“Wedding Cake”

and others from my wife’s friend Amy.



A Doctor was addressing a large audience in Tampa. "The material we put into our stomachs is enough to have killed most of us years ago.

Red meat is awful. Soft drinks corrode your stomach lining.

Chinese food is loaded with MSG.

High fat diets can be disastrous, and none of us realizes the long-term harm caused by the germs in our drinking water.

But, there is one thing that is the most dangerous of all and we all have, or will, eat it.

Can anyone here tell me what food it is that causes the most grief and suffering for years after eating it?"

After several seconds of quiet, a 75-year-old man in the front row raised his hand, and softly said; "Wedding Cake."

A Montana Highway Patrolman pulled a car over on I-90 near Bozeman.

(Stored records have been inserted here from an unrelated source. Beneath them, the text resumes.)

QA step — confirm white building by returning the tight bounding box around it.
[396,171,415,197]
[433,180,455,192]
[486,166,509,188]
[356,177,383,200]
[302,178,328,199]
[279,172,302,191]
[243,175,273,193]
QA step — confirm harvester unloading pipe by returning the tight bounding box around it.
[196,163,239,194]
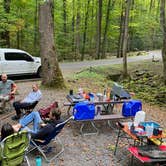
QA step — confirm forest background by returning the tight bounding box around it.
[0,0,162,61]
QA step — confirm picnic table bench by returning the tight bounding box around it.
[73,114,132,136]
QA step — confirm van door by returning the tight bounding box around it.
[4,52,35,75]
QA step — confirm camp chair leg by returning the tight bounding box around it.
[24,155,31,166]
[80,121,99,136]
[114,128,121,155]
[30,137,64,163]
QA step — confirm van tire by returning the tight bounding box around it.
[37,67,42,78]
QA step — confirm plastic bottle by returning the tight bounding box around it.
[134,110,146,127]
[103,89,107,101]
[35,156,42,166]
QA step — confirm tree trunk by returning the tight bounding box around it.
[34,0,38,53]
[63,0,67,59]
[75,0,81,59]
[117,1,125,58]
[2,0,11,47]
[72,0,75,53]
[39,0,65,88]
[101,0,115,59]
[122,0,131,77]
[160,0,166,85]
[81,0,90,61]
[96,0,102,59]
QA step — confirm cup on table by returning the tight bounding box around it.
[158,128,163,135]
[153,128,159,136]
[96,106,101,115]
[89,93,94,102]
[145,125,153,137]
[128,122,133,130]
[35,156,42,166]
[69,89,73,95]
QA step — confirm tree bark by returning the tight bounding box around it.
[81,0,90,61]
[63,0,67,59]
[39,0,65,88]
[122,0,131,77]
[96,0,102,59]
[101,0,115,59]
[2,0,11,47]
[34,0,38,53]
[117,1,125,58]
[160,0,166,85]
[75,0,81,58]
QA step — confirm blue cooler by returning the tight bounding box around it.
[73,102,95,120]
[122,100,142,117]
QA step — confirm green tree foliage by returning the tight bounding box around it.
[0,0,163,60]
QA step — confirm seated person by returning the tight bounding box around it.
[12,84,42,120]
[1,123,14,141]
[12,107,63,140]
[0,74,17,109]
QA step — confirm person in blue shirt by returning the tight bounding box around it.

When the Patrolman asked the driver why he was speeding, the driver answered that he was a Shrine Clown with a specialty as a magician and juggler, and he was on his way to Spokane to do a show that night at the Shrine Hospital and didn't want to be late.

The Patrolman told the driver he was fascinated by juggling, and if the driver would do a little juggling for him that he wouldn't give him a ticket.

The driver told the Patrolman that he had sent all of his equipment on ahead and didn't have anything to juggle.

The Patrolman told him that he had some flares in the trunk of his patrol car and asked if he could juggle them. The juggler stated that he could, so the Patrolman got three flares, lit them, and handed them to the juggler.

While the man was doing his juggling act, a car pulled in behind the patrol car. A drunk good old boy from Glendive, who had spent the day visiting various establishments on the way from Butte, got out and watched the performance briefly. He then went over to the patrol car, opened the rear door and got in.

The Patrolman observed him doing this and went over to the patrol car, opened the door and asked the rather "well oiled" fellow what he thought he was doing.

The drunk replied, "You might as well take me to jail, 'cause there's no way in hell I can pass that test."